13.3 Constructing your own weights

Sometimes you might have collected your own survey data, which you know is not representative, but no weights are provided for you.

If you think that weighting the data will be important, then you can construct your own weights! We can:

  • Collect information on our respondents to compare sample to population (including demographic questions on your survey)
  • Gather statistics on the population (e.g., Census data)
  • Construct weights to indicate how many units in the population each \(i\) unit in our sample should represent
    • One example of constructing your own weights is through a process called Raking. Here, we find weights so that the weighted distributions of your variables in your sample match the distributions of the variables in the general population very closely. How?
      1. Decide the variables on which you want to weight your data (e.g., gender, education, age)
      2. Find the proportion that each subgroup within these variables exist in your target population (e.g., maybe .55 women, .45 men)
      3. Use a raking algorithm to adjust your sample data to, when weighted, reflect these distributions in the population. For example, perhaps your sample had 70% women. After raking, we would hope that when svymean is applied, you would find the weighted proportion in your data is 55%.

This R bloggers tutorial goes through an example using the survey package and function rake.

In addition, Pew has released an R package with similar weighting capabilities described here.

Raking is not the only type of weighting that is possible. Pew describes and evaluates other weighting processes here.

Several pollsters interested in measuring vote choice and public opinion have started turning to a process called multilevel regression and post-stratfication (MRP or, fondly, Mr. P).

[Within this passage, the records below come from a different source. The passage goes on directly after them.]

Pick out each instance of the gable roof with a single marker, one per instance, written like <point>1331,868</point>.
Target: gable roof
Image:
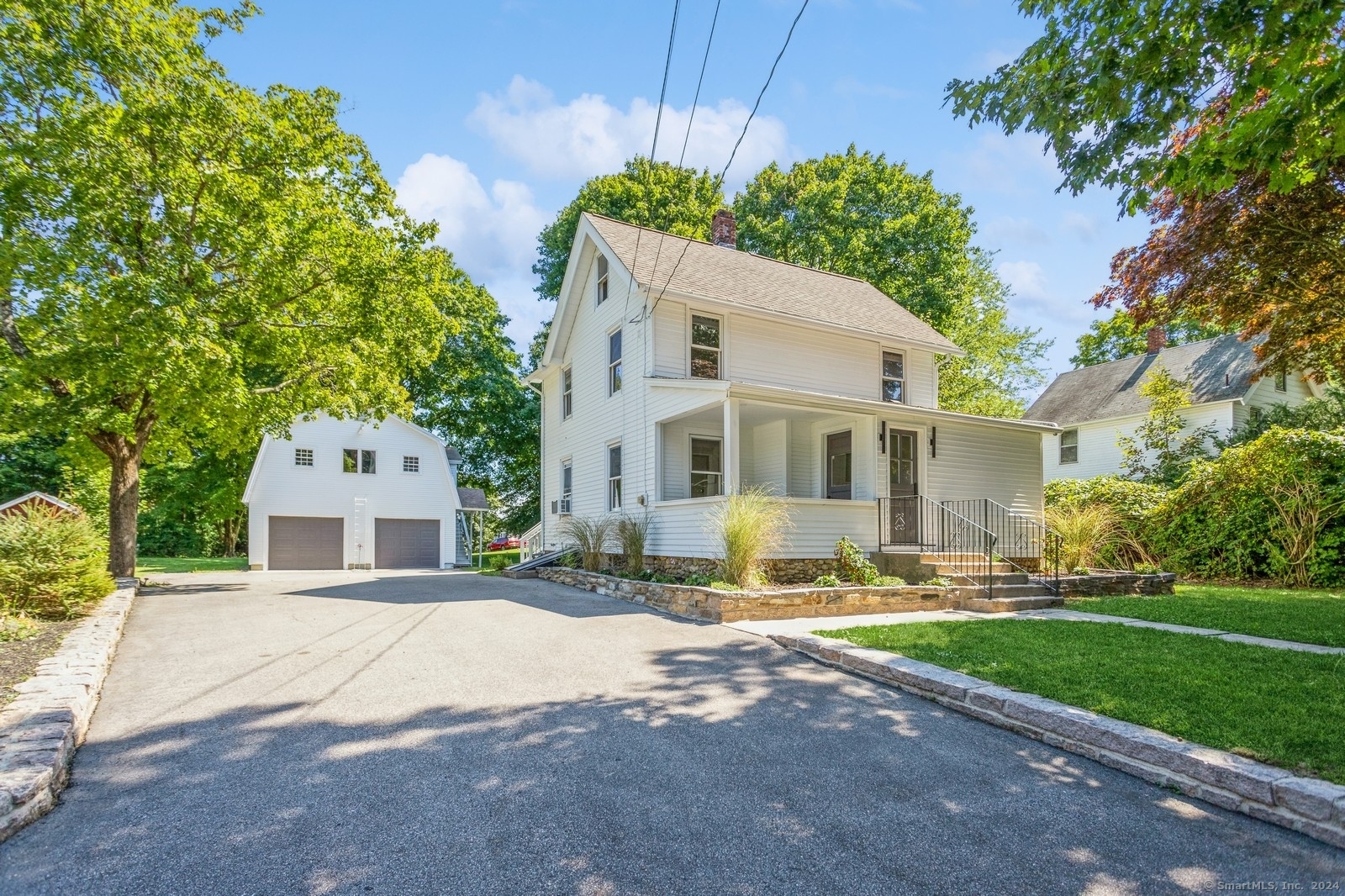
<point>705,271</point>
<point>1217,369</point>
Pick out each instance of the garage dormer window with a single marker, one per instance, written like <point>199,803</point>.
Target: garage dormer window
<point>356,461</point>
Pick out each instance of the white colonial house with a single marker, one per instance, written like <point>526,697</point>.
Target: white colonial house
<point>1096,407</point>
<point>678,372</point>
<point>356,494</point>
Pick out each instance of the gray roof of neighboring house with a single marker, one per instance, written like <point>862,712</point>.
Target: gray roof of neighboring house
<point>763,284</point>
<point>472,499</point>
<point>1219,369</point>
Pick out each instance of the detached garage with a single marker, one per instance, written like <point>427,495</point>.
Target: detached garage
<point>354,494</point>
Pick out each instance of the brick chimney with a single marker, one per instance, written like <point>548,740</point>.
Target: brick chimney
<point>1157,340</point>
<point>724,229</point>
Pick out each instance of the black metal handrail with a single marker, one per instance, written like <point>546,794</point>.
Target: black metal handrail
<point>919,524</point>
<point>1024,544</point>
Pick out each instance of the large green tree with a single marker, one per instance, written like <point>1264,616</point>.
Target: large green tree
<point>861,215</point>
<point>471,396</point>
<point>1121,336</point>
<point>181,255</point>
<point>1185,94</point>
<point>659,195</point>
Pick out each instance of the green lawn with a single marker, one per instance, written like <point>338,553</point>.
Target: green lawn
<point>510,557</point>
<point>1279,707</point>
<point>151,566</point>
<point>1291,614</point>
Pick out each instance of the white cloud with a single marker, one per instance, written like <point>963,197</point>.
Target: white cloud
<point>493,235</point>
<point>589,136</point>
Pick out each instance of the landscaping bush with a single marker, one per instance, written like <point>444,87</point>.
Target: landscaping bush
<point>51,564</point>
<point>632,533</point>
<point>1274,506</point>
<point>591,535</point>
<point>750,528</point>
<point>853,564</point>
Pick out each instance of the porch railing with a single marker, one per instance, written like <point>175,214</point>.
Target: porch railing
<point>1021,541</point>
<point>961,544</point>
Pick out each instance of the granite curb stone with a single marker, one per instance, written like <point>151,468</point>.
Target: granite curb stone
<point>1311,806</point>
<point>40,730</point>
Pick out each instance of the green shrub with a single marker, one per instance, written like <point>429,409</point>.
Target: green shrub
<point>632,533</point>
<point>591,537</point>
<point>750,528</point>
<point>51,564</point>
<point>853,566</point>
<point>1274,506</point>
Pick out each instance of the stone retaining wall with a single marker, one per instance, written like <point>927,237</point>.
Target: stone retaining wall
<point>783,603</point>
<point>40,730</point>
<point>1306,804</point>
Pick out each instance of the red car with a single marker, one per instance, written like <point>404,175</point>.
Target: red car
<point>504,542</point>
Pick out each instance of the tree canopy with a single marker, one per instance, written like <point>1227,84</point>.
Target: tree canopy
<point>182,255</point>
<point>860,215</point>
<point>1185,94</point>
<point>658,195</point>
<point>1121,336</point>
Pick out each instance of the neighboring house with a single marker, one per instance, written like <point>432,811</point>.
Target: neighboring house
<point>715,370</point>
<point>24,503</point>
<point>356,494</point>
<point>1095,407</point>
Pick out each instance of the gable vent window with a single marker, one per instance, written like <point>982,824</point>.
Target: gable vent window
<point>602,279</point>
<point>706,349</point>
<point>894,377</point>
<point>567,393</point>
<point>356,461</point>
<point>1069,447</point>
<point>614,363</point>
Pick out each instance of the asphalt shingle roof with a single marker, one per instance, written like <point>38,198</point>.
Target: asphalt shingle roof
<point>1219,369</point>
<point>763,284</point>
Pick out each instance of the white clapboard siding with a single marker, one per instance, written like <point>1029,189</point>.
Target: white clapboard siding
<point>277,488</point>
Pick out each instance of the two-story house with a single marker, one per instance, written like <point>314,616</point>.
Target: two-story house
<point>679,372</point>
<point>1100,405</point>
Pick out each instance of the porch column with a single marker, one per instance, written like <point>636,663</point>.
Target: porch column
<point>731,447</point>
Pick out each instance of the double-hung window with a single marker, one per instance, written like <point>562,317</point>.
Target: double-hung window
<point>567,483</point>
<point>614,477</point>
<point>614,362</point>
<point>894,377</point>
<point>706,467</point>
<point>602,279</point>
<point>358,461</point>
<point>1069,447</point>
<point>706,347</point>
<point>567,393</point>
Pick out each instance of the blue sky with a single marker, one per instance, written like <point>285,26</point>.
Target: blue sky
<point>488,116</point>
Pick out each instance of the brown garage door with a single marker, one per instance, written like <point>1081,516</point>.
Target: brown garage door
<point>306,542</point>
<point>407,544</point>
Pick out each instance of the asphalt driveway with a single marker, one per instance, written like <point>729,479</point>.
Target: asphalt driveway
<point>455,734</point>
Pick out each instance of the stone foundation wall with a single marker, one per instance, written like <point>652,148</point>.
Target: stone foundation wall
<point>780,603</point>
<point>1116,584</point>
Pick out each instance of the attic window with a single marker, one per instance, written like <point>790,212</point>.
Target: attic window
<point>602,279</point>
<point>1069,447</point>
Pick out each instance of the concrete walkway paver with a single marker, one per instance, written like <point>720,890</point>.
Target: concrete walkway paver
<point>354,734</point>
<point>810,625</point>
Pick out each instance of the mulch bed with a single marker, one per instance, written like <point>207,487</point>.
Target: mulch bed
<point>19,658</point>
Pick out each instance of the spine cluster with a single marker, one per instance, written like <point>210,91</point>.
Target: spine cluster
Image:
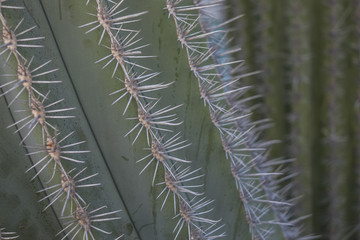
<point>157,122</point>
<point>257,178</point>
<point>63,184</point>
<point>7,235</point>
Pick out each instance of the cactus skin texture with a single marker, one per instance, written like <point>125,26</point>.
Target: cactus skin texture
<point>123,167</point>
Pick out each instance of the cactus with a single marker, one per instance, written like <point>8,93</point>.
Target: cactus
<point>115,142</point>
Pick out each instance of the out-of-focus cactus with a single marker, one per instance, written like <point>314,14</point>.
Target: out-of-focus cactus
<point>149,161</point>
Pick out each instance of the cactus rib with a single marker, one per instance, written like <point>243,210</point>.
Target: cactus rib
<point>154,122</point>
<point>39,117</point>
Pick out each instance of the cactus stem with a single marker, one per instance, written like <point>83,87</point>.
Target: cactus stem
<point>7,235</point>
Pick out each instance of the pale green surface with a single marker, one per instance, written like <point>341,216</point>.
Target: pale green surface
<point>79,52</point>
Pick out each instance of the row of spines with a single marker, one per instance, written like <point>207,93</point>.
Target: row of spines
<point>157,123</point>
<point>52,151</point>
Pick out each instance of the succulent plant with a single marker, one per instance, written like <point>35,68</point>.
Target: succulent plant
<point>140,120</point>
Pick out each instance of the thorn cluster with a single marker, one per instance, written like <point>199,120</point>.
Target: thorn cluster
<point>156,121</point>
<point>7,235</point>
<point>257,179</point>
<point>52,151</point>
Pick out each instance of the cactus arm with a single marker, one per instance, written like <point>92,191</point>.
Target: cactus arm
<point>107,191</point>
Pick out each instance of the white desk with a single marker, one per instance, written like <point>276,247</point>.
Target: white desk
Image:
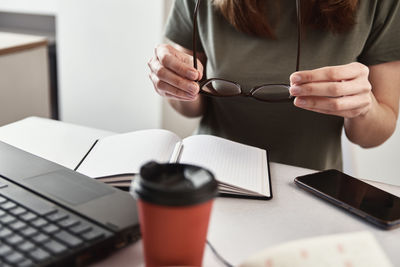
<point>239,227</point>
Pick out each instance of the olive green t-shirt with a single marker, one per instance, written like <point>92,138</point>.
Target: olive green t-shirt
<point>291,135</point>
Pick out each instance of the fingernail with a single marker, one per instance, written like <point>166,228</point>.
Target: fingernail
<point>300,102</point>
<point>295,90</point>
<point>190,96</point>
<point>295,78</point>
<point>191,74</point>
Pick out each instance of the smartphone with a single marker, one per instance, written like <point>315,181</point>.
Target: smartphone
<point>373,204</point>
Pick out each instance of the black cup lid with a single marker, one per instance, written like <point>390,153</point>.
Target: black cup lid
<point>174,184</point>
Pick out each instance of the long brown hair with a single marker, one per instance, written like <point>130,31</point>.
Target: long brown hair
<point>250,16</point>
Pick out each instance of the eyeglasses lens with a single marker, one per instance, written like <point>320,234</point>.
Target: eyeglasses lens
<point>221,87</point>
<point>272,92</point>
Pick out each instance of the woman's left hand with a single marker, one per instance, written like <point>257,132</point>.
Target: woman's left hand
<point>342,90</point>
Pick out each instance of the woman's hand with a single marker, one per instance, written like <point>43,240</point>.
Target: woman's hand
<point>339,90</point>
<point>172,73</point>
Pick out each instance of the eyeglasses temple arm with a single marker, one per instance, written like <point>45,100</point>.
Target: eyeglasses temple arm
<point>299,27</point>
<point>194,45</point>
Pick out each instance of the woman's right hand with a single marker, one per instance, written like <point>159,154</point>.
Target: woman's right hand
<point>173,74</point>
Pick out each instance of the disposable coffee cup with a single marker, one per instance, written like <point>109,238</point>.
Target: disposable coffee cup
<point>174,204</point>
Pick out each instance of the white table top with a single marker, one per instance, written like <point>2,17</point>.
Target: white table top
<point>241,227</point>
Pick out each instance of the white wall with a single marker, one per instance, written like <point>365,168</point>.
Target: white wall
<point>44,7</point>
<point>104,46</point>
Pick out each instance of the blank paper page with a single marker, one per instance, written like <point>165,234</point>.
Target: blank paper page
<point>126,153</point>
<point>231,162</point>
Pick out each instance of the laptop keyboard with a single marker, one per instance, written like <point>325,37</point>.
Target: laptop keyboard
<point>31,237</point>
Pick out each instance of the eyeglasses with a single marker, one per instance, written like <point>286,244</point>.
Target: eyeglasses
<point>217,87</point>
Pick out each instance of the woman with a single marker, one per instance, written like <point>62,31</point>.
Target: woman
<point>349,73</point>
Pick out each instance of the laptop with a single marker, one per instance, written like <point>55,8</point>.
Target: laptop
<point>53,216</point>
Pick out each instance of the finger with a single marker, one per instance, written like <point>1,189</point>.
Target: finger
<point>165,89</point>
<point>336,104</point>
<point>181,99</point>
<point>333,73</point>
<point>331,89</point>
<point>166,75</point>
<point>178,64</point>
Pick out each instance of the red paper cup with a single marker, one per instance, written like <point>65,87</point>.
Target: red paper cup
<point>174,203</point>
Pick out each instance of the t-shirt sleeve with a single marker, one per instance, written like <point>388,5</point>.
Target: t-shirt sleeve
<point>179,26</point>
<point>383,43</point>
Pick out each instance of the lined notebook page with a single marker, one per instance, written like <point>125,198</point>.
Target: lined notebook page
<point>125,153</point>
<point>232,163</point>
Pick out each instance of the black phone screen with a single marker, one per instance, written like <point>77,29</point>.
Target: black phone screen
<point>353,193</point>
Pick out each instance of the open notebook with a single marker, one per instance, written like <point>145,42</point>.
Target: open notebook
<point>241,170</point>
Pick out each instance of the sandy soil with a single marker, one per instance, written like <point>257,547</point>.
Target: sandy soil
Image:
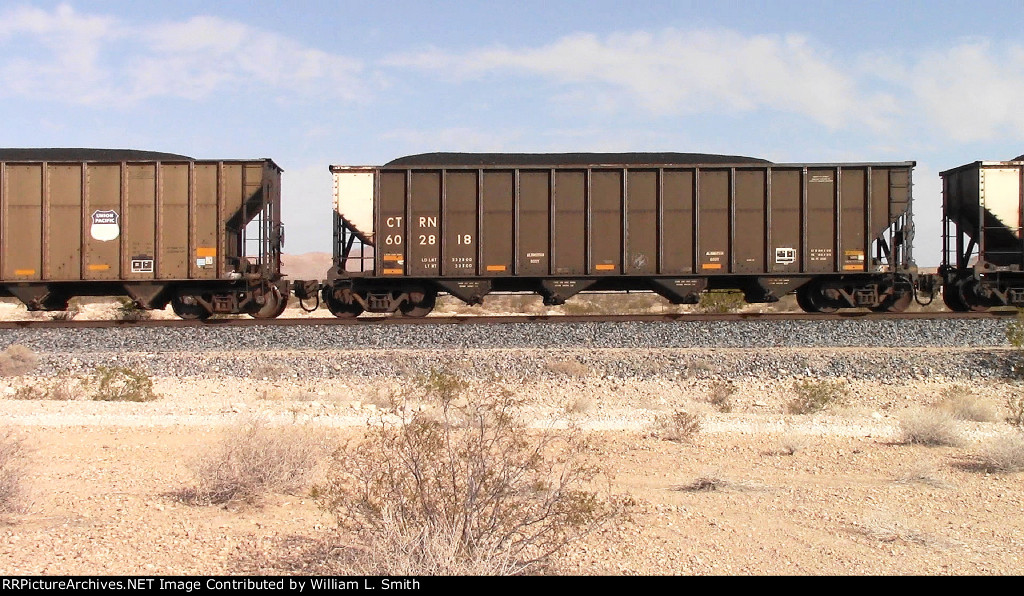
<point>827,494</point>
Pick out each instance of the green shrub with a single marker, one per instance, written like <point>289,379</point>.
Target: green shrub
<point>467,491</point>
<point>960,401</point>
<point>12,471</point>
<point>721,302</point>
<point>1004,454</point>
<point>720,395</point>
<point>680,426</point>
<point>1015,403</point>
<point>122,384</point>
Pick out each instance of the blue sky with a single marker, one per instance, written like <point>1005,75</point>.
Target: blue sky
<point>315,83</point>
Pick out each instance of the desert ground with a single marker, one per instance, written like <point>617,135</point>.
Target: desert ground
<point>754,487</point>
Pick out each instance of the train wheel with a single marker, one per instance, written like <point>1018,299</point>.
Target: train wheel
<point>195,311</point>
<point>810,299</point>
<point>419,304</point>
<point>950,295</point>
<point>339,308</point>
<point>966,291</point>
<point>274,306</point>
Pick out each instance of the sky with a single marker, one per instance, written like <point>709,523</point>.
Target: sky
<point>310,84</point>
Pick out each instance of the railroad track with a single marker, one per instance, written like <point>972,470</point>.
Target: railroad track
<point>503,320</point>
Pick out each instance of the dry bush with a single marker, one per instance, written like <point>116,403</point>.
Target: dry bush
<point>720,395</point>
<point>122,384</point>
<point>254,460</point>
<point>884,526</point>
<point>811,396</point>
<point>1004,454</point>
<point>16,359</point>
<point>680,426</point>
<point>1015,405</point>
<point>269,371</point>
<point>929,426</point>
<point>582,405</point>
<point>12,472</point>
<point>721,302</point>
<point>791,442</point>
<point>466,492</point>
<point>960,401</point>
<point>69,314</point>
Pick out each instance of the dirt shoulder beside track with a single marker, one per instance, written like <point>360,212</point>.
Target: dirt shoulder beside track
<point>835,493</point>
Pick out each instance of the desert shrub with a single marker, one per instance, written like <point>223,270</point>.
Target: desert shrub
<point>721,302</point>
<point>254,460</point>
<point>791,442</point>
<point>680,426</point>
<point>269,371</point>
<point>720,395</point>
<point>929,426</point>
<point>12,471</point>
<point>466,491</point>
<point>17,359</point>
<point>70,313</point>
<point>121,384</point>
<point>1004,454</point>
<point>1015,405</point>
<point>581,405</point>
<point>958,400</point>
<point>811,395</point>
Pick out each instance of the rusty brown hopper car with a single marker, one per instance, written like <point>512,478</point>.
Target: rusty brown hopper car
<point>678,224</point>
<point>983,251</point>
<point>203,236</point>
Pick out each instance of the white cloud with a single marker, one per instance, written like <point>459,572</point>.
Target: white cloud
<point>676,72</point>
<point>67,56</point>
<point>972,90</point>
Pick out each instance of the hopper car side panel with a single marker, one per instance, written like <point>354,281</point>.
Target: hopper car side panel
<point>204,236</point>
<point>843,230</point>
<point>983,251</point>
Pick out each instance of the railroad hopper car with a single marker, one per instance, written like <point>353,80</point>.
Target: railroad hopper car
<point>982,249</point>
<point>679,224</point>
<point>203,236</point>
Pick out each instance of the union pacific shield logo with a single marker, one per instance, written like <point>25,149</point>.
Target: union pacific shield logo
<point>104,225</point>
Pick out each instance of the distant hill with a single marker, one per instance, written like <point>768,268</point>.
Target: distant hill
<point>306,265</point>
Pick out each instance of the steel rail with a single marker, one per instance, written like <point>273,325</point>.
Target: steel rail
<point>502,320</point>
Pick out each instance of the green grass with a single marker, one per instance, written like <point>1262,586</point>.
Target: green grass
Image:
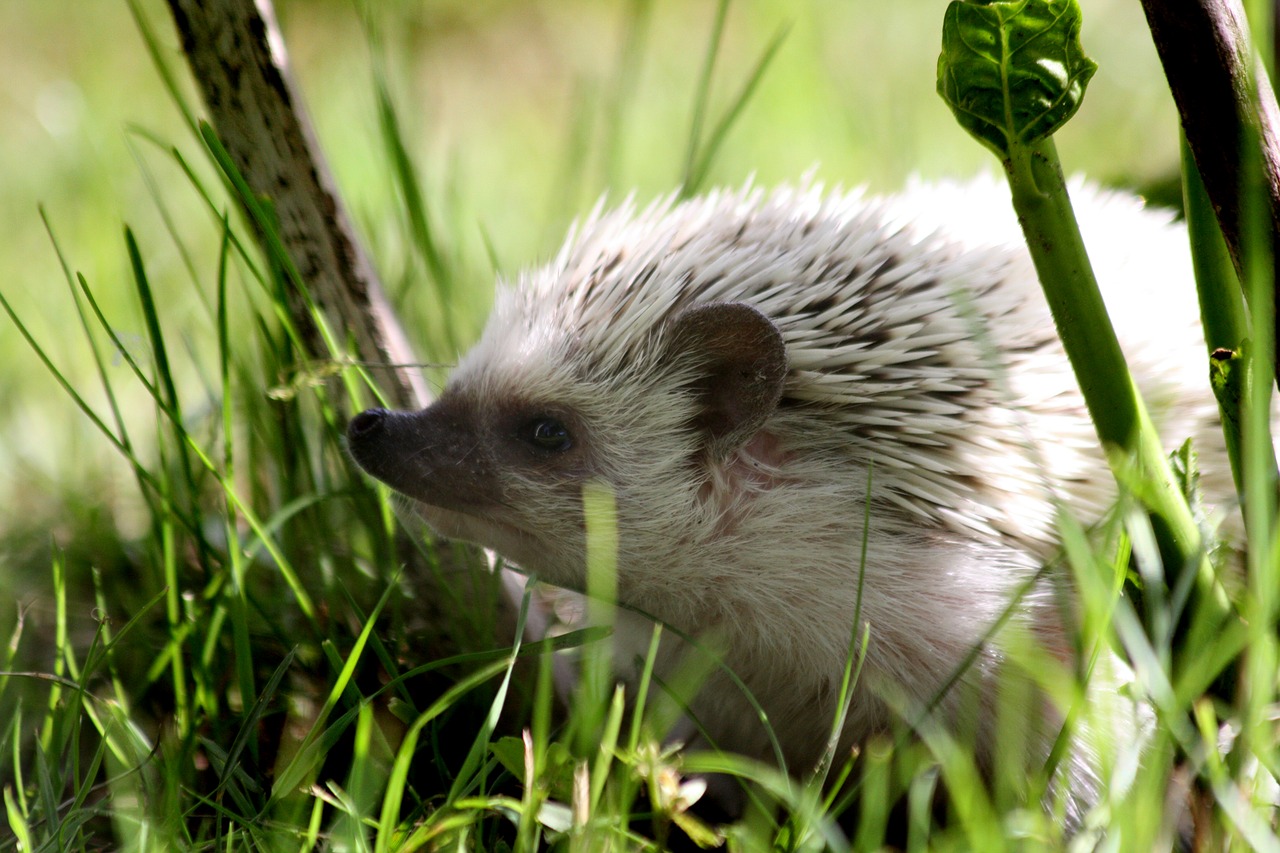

  • This “multilevel” refers to the same multilevel modeling approach we discussed, using lme4. An R introduction to this is here with a companion paper here that has citations to political science examples using MRP.
  • The technique has been around for a long time, but now is starting to infiltrate mainstream polling in addition to political science.
    • See Andy Gelman’s take on it here along with a debate with Nate Silver here.
    • For example, CBS used MRP in their 2020 election tracking .
    • Doug Rivers provided a short course on MRP at an AAPOR conference. Slides here.